I think Richard said that he would start a thread like this, but it
hasn't happened, so I feel like should get this off my chest now.
<
https://docs.fedoraproject.org/en-US/legal/license-field/#_no_effective_l...
starts with this:
| No “effective license” analysis
|
| The License: field is meant to provide a simple enumeration of the
| licenses found in the source code that are reflected in the binary
| package. No further analysis should be done regarding what the
| "effective" license is, such as analysis based on theories of GPL
| interpretation or license compatibility or suppositions that
| “top-level” license files somehow negate different licenses appearing
| on individual source files.
This is contradictory. I think there are two aspects here:
* Determine possible licenses that end up in the binary package.
* Perform algebraic simplifications on the license list.
Both analyses are forms of effective licensing analysis. Of course, you
cannot derive an SPDX identifier without doing any analysis. However, I
strongly believe that the first approach (determining the binary package
license) is itself a form of effective licensing analysis, and similar
reasons for package maintainers not doing this applies. The derived
SPDX identifier will reflect both the package source code and what went
into the build system.
Below, I'm collecting a list of observations of what I believe is the
current approach in this area, as taken by package maintainers carrying
out the SPDX conversion. To me, it strongly suggest that the SPDX
identifiers we derive today do not accurately reflect binary RPM package
licensing, even when lots of package maintainers put in the extra effort
to determine binary package licenses.
* Most package maintainers probably assume that License: tags on all
built RPMs (source RPMs and binary RPMs) should reflect binary package
contents, at least when all subpackages are considered in aggregate.
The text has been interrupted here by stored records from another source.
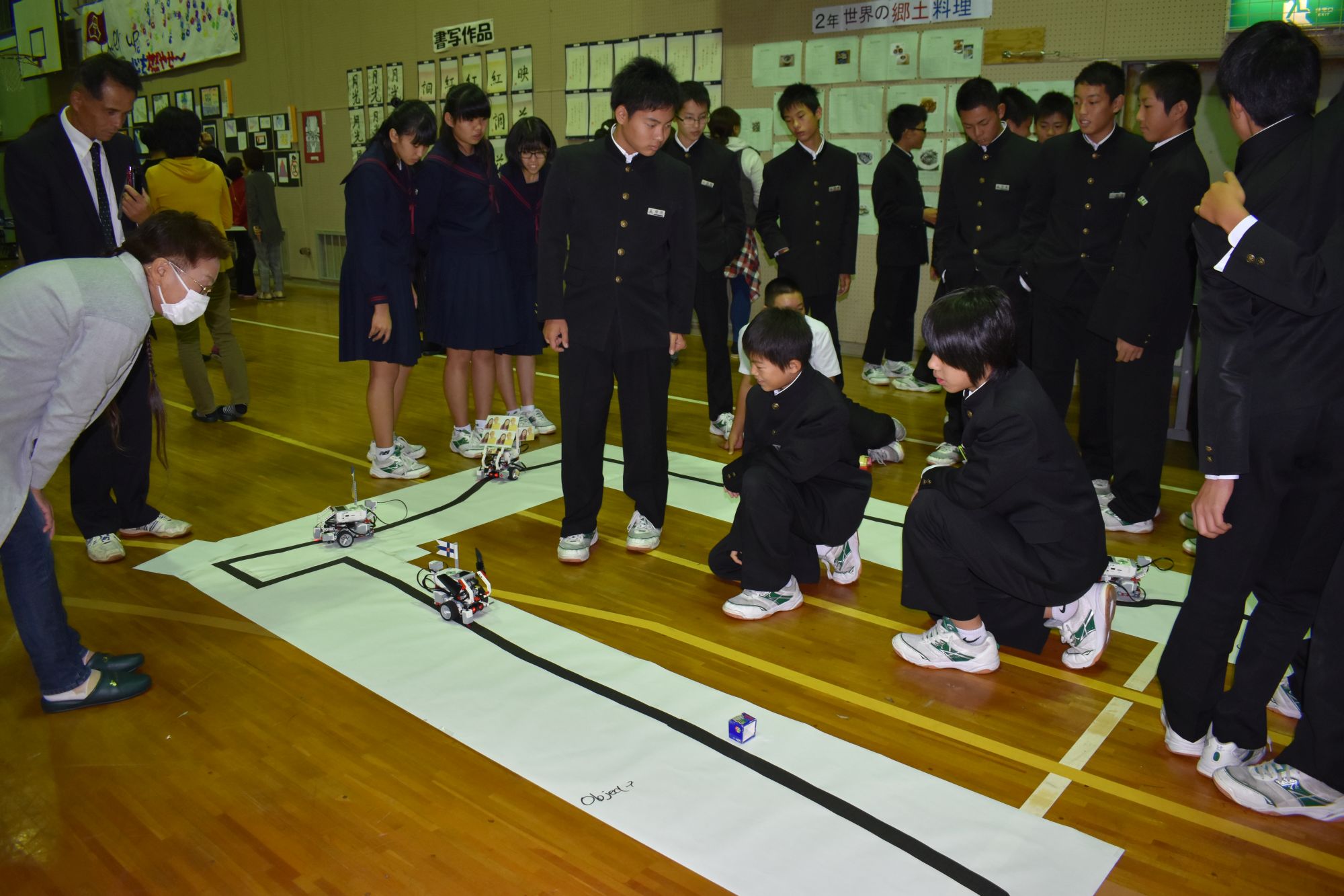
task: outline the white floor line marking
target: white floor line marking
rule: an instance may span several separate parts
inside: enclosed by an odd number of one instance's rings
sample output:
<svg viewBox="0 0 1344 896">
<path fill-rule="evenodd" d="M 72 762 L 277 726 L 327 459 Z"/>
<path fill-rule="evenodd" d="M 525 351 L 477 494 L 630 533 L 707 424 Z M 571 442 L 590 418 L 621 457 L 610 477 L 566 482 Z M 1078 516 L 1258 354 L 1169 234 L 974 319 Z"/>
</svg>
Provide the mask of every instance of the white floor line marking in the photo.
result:
<svg viewBox="0 0 1344 896">
<path fill-rule="evenodd" d="M 1125 717 L 1130 706 L 1133 704 L 1128 700 L 1111 697 L 1110 702 L 1097 713 L 1093 724 L 1087 725 L 1087 731 L 1079 735 L 1074 745 L 1068 748 L 1068 752 L 1059 760 L 1059 764 L 1068 766 L 1070 768 L 1082 768 L 1086 766 L 1087 760 L 1097 752 L 1097 748 L 1110 736 L 1110 732 L 1116 731 L 1116 725 Z M 1040 786 L 1021 805 L 1021 811 L 1044 818 L 1066 787 L 1068 787 L 1067 778 L 1055 774 L 1046 775 L 1046 780 L 1040 782 Z"/>
</svg>

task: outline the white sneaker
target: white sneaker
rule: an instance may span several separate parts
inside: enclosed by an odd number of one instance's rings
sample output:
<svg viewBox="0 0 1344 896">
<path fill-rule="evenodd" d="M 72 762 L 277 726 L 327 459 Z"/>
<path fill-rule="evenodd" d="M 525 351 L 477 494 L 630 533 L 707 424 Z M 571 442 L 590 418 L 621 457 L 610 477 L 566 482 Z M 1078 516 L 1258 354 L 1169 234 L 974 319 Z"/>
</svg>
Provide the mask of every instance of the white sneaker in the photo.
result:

Often, Source RPMs contain the same License: line as binary RPMs.
* No algebraic simplifications on License: lines are performed.
* All forms of dynamic linking are ignored for License: tags. This
covers ELF (e.g., C, C++), but also Python, Java, and other languages
with late binding.
* C/C++ header file contents is ignored for License: tags, regardless of
header file complexity (e.g., substantial code in templates or inline
functions is not treated specially).
* Statically linked GCC and glibc startup code is ignored and does not
show up in License: lines. The license of glibc startup code isn't
even in SPDX yet, so it's not just Fedora who is ignoring this.
* Statically linked libgcc support code is ignored (e.g., outline
atomics on aarch64, FMV support code on x86-64). This code comes with
the compiler, but is compiled from C sources that ship with the
compiler. These items overlap with the startup code, but licensing
could theoretically be different.
* Some shared objects come with statically linked support code. I doubt
that many package maintainers are aware of that, so they effectively
ignore the licensing impact of that. It's structurally similar to
inline functions and templates in header files.
* Output from source code generations such as autoconf, bison and flex
is often (but not always) ignored, in some cases even if the generated
code ships in the source RPM and is compiled as-is, without
regeneration. (autoconf can generate more than just build scripts.)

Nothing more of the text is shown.